Dilvanir José da Costa, Professor e doutor em direito civil (UFMG) Merecem destaque, no texto constitucional e seu regulamento no Código Civil, o conceito, os requisitos e efeitos da união estável e seu cotejo com o casamento, o concubinato e a união homossexual. Quanto à forma, o casamento é formal: além do consentimento manifestado perante o juiz, representante do Estado, e da proclamação daquele, deve o mesmo ser inscrito no registro público. A união estável admite todas as formas de constituição tendentes a demonstrar seus requisitos, desde fatos e circunstâncias até o contrato verbal ou escrito, particular ou público, inclusive o casamento religioso sem efeitos civis.

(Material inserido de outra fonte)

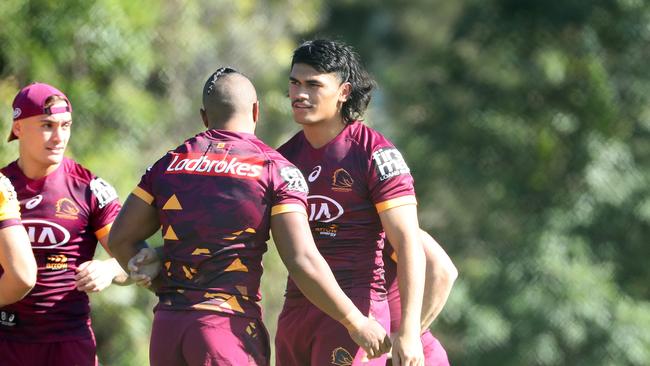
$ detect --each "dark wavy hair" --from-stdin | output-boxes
[291,39,375,124]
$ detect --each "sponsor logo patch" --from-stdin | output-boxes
[90,178,117,208]
[22,219,70,249]
[372,147,411,181]
[307,165,323,183]
[280,166,309,193]
[332,168,354,192]
[331,347,354,366]
[55,197,79,220]
[0,174,17,201]
[307,195,344,222]
[165,153,264,179]
[25,194,43,210]
[0,311,18,327]
[314,222,339,238]
[45,254,68,271]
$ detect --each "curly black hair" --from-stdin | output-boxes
[291,39,375,124]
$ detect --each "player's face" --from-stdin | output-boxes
[14,102,72,166]
[289,63,350,124]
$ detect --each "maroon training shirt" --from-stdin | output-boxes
[0,158,121,342]
[133,129,307,318]
[278,122,416,300]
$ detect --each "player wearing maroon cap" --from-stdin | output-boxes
[276,40,450,366]
[109,68,389,365]
[0,83,127,366]
[0,173,36,304]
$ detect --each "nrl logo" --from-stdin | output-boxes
[331,347,354,366]
[55,198,79,220]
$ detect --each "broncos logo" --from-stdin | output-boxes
[332,168,354,192]
[56,198,79,219]
[332,347,354,366]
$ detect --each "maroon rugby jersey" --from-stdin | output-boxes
[384,243,402,332]
[0,158,120,342]
[278,122,416,299]
[133,129,307,318]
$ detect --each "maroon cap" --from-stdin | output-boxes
[7,83,72,141]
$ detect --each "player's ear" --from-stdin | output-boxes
[253,100,260,122]
[200,108,208,128]
[339,81,352,102]
[11,120,22,138]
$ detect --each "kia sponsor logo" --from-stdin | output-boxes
[22,219,70,249]
[165,153,264,179]
[25,194,43,210]
[307,195,343,222]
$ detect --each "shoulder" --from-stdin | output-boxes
[278,131,304,156]
[61,158,95,184]
[349,121,393,152]
[249,139,288,164]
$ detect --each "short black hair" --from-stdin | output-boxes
[291,39,375,124]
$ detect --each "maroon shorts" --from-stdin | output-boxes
[0,338,98,366]
[386,331,449,366]
[149,310,271,366]
[275,297,390,366]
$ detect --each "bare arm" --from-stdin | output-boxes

Quanto à prova, a Certidão do Registro Civil faz prova plena e imediata do casamento civil, do casamento religioso inscrito no registro público e da união estável convertida em casamento e inscrita naquele registro. Já a união estável sem conversão, se contestada, sua existência dependerá de prova em ação própria e sentença, ainda que resulte de escritura pública. O Superior Tribunal de Justiça (STJ) admitiu essa prova em instrução sumária, na ação cautelar de alimentos provisionais (REsp. 186.013-SP, 4ª T, unânime, RT 825/178).

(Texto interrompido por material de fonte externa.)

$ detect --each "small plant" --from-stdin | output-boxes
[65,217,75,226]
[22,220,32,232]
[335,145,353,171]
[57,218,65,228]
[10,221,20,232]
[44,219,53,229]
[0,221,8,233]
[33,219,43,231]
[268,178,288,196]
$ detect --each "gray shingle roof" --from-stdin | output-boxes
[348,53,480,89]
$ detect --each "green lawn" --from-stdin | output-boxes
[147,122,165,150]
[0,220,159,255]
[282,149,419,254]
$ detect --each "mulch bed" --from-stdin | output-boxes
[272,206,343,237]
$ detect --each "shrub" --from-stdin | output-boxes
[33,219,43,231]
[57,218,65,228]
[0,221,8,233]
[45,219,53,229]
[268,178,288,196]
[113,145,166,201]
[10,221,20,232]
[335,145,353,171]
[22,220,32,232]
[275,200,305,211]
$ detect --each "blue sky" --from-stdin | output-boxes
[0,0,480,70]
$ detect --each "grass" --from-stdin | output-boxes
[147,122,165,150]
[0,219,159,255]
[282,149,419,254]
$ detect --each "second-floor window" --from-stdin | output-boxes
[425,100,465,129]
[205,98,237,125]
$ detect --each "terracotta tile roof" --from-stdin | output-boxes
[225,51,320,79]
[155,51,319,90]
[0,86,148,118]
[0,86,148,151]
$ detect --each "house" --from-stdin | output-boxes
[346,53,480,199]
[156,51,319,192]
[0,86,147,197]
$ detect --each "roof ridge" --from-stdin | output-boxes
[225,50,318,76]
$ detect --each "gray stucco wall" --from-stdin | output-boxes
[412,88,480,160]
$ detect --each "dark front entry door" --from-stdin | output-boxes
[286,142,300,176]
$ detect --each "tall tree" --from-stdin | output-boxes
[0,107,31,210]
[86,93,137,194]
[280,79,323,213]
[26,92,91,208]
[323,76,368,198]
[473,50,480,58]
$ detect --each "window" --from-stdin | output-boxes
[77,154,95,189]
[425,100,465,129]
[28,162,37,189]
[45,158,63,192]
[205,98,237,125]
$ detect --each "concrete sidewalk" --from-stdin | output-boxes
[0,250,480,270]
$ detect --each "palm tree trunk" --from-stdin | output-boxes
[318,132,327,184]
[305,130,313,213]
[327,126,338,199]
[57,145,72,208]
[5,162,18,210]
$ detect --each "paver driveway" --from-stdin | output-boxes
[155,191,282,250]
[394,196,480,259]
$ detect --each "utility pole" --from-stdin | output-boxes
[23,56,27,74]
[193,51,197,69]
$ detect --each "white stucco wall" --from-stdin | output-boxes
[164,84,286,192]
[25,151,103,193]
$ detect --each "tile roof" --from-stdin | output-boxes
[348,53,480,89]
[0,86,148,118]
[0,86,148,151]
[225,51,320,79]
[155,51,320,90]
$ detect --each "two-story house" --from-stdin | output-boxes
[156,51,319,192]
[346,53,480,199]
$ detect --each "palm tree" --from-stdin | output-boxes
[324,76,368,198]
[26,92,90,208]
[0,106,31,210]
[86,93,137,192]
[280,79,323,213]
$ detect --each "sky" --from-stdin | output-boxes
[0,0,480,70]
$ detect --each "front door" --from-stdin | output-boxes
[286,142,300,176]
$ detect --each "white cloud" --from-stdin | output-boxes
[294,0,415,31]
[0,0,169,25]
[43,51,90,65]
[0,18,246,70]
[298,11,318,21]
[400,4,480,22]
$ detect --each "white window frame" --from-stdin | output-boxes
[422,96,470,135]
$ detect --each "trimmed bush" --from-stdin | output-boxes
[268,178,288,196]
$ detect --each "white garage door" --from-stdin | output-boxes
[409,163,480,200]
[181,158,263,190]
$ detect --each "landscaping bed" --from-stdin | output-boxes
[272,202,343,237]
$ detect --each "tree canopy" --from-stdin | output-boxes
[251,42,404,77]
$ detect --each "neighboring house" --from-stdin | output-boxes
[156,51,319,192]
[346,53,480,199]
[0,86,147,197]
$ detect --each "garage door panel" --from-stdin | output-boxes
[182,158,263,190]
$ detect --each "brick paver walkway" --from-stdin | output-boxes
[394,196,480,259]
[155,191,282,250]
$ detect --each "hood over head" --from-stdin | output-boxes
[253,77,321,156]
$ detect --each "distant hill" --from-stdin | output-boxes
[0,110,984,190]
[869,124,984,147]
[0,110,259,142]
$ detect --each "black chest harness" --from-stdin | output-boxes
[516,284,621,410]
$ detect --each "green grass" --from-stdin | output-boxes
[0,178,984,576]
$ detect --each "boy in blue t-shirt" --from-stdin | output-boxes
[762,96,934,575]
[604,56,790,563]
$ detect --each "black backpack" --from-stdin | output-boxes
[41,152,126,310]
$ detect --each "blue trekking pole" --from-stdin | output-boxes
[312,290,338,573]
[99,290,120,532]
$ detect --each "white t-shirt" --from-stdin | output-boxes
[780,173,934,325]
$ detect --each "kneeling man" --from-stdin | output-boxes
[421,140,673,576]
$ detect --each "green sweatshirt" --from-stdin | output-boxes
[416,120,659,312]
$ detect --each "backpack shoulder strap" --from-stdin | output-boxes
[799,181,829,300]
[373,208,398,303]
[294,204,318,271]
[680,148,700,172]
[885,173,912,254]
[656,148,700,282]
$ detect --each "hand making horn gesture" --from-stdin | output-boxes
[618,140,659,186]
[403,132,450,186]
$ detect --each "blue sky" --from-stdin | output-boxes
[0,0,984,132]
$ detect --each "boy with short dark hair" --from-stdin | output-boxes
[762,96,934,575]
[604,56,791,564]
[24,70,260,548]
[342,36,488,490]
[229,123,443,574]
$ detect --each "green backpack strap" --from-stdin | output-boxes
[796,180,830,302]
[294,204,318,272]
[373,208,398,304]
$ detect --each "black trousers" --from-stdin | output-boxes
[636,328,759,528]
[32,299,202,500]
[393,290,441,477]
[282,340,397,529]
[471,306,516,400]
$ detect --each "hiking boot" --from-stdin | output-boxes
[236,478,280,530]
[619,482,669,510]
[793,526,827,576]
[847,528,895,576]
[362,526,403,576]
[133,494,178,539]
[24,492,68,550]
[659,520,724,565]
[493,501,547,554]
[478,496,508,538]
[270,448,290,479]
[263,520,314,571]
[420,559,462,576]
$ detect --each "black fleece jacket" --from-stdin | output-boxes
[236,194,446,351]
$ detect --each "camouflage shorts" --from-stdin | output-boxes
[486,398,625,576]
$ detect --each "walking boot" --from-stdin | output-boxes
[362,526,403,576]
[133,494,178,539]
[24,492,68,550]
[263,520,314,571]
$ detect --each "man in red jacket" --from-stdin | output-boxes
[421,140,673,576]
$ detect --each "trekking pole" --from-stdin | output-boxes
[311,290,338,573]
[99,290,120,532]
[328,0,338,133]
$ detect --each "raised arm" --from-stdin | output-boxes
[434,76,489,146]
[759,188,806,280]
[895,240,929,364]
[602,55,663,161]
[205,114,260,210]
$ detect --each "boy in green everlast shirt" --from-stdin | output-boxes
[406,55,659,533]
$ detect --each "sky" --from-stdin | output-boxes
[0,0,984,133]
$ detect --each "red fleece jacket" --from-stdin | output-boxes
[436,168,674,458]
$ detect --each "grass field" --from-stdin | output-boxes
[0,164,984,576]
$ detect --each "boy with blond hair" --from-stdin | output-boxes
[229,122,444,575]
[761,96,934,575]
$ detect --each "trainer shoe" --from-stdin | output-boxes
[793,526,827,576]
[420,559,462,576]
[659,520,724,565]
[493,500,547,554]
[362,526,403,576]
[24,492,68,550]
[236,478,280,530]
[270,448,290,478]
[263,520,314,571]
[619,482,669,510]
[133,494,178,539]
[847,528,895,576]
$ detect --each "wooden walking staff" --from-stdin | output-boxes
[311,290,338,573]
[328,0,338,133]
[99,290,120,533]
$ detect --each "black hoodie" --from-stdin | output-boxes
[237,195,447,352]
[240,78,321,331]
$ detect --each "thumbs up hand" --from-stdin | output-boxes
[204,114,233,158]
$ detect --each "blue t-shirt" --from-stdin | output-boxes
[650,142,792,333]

São requisitos da união estável: a) a união entre o homem e a mulher (entre dois homens ou duas mulheres poderá existir contrato de trabalho, prestação de serviço, empreitada, sociedade de fato ou de direito, com efeitos obrigacionais ou patrimoniais apenas, sem direito a alimentos e herança, salvo por contrato ou testamento); b) convivência pública, contínua e duradoura, estabelecida com o objetivo de constituir família, independentemente de prazo definido ou limitado em lei. Não o será se com objetivo outro, como trabalho subordinado, serviço autônomo ou sociedade. Na união estável ocorrem os impedimentos do casamento, pelas mesmas razões éticas e eugênicas. Não obstante, embora casados, os separados de fato ou de direito podem constituir união estável. Isso demonstra que o próprio casamento pode decair de seu status legal, se lhe faltar o requisito da convivência ou espírito de casado. Não se constitui união estável em concorrência com o casamento sem separação de fato ou de direito. Meras causas suspensivas (artigo 1.523) não impedirão a união estável.

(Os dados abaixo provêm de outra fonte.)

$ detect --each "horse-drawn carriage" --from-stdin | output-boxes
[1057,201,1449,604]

Quanto aos efeitos, além do respeito e assistência moral, os companheiros estão sujeitos aos deveres máximos dos cônjuges no casamento, sobretudo a fidelidade e os alimentos. Sua infração enseja as ações cabíveis, inclusive para a dissolução da união estável, por iniciativa do companheiro inocente. Quanto a herança, os companheiros sofrem as restrições do artigo 1.790 do Código Civil: “A companheira ou o companheiro participará da sucessão do outro, quanto aos bens adquiridos onerosamente na vigência da união estável, nas condições seguintes…” (Grifamos). Os bens adquiridos onerosamente na vigência da união estável são, em regra, comuns, por efeito da sociedade e em razão do regime legal da comunhão parcial entre os companheiros (artigo 1.725). Outro é o direito de herança, que, segundo o artigo 1.790, incide sobre a meação do companheiro morto, nos bens adquiridos onerosamente na vigência da união estável. Tudo a depender ainda da existência de outro regime escrito de bens entre os companheiros. Pode até ocorrer que esses bens sejam produto de sub-rogação de bens exclusivos de um deles, pelo que não incidiria o direito de herança do outro. Podem ainda contratar, por escrito, o regime da comunhão universal ou da separação total. Faltando a convenção escrita, vigora a comunhão parcial ou dos aquestos (artigo 1.725).
A conversão da união estável em casamento exige três requisitos: a) ausência de impedimentos legais; b) pedido dos companheiros ao juiz de casamentos; c) assento no registro civil. Assim, surge o casamento formal, de prova plena e com todos os efeitos legais (1.726), inclusive o mesmo direito de herança atribuído aos cônjuges. As relações sexuais estáveis ou contínuas, ainda que exclusivas, entre o homem e a mulher impedidos de casar, constituem concubinato (1.727). Logo, não caracterizam união estável. Só geram efeitos patrimoniais e obrigacionais a serem comprovados, sem amparo do direito de família e das sucessões. O mesmo ocorre com as uniões entre pessoas do mesmo sexo. Alimentos e herança entre os mesmos dependem de convenção ou testamento. As leis restritivas de direitos não comportam aplicação extensiva ou analógica, tanto mais quando as restrições têm suporte nos bons costumes, amparados pelo artigo 17, parte final, da Lei de Introdução ao Código Civil. Essas uniões ainda chocam e até provocam gracejo e repulsa na própria família e no círculo social. A união estável há de ser entre o homem e a mulher (CF, artigo 226, parágrafo 3º). Seu caráter constitucional e de ordem pública não admite interpretação extensiva e muito menos aplicação analógica.